I would be very careful dismissing the ability of China to dump so many li-fe-X on the market that battery supply for anyone is stable. They have in other industries orchestrated dumping on such a scale as to bankrupt whole national industrial bases- its done by providing free money to anyone starting an industry in X field- I mean any idiot could get a 1 billion dollar loan to make a factory with the only requirement that the product must be exported. Beijing may decide that's a great idea in battery and then Ford's new battery plant will be producing batteries for 2x the cost that catl or whomever is selling comps, etc etc etc. This would also impact Tesla and not in a good way. As an investor I think the question is can Tesla innovate faster than the Chinese battery guys can scale to enable dumping...that's really the race I see. Control? China will very soon pretty much control supply. Even the 4680s rely on Chinese refined inputs. Korea is trying but lacks ability to process and refine the base chemistries at scale or to produce at the scale of catl, they recognize the issue and are moving but are late; that's probably the greatest hope for actual competition. The expiration of the li-fe patents may open up all sorts of neat innovations but most likely greatest impact will be $.
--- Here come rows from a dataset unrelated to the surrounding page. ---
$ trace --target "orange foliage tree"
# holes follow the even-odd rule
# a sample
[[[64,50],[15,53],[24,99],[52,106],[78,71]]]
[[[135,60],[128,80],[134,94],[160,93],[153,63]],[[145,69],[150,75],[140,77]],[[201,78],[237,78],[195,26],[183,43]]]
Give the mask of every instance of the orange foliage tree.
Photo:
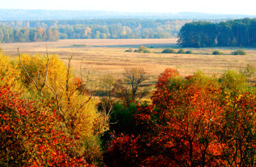
[[[224,97],[222,87],[201,72],[182,78],[167,69],[158,78],[152,104],[137,106],[134,112],[138,134],[114,137],[106,155],[118,158],[106,163],[253,166],[256,97],[248,93]]]
[[[47,108],[47,107],[46,107]],[[0,88],[0,165],[6,166],[88,166],[69,149],[72,138],[55,130],[59,117],[55,110],[38,110],[8,86]]]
If I were the new German Govt I would by hyper focused on developing excellence in battery chemistry and manufacturing. It would play to a strong EU excellence in chemistry and german manufacturing and would help save some remnants of EU auto manufacturing. I'd start by ratcheting up tariffs on all non EU produced battery and require any foreign entity to have local partners and minority ownership. Old game but that's where the EU is, basically developed world status in battery manufacturing.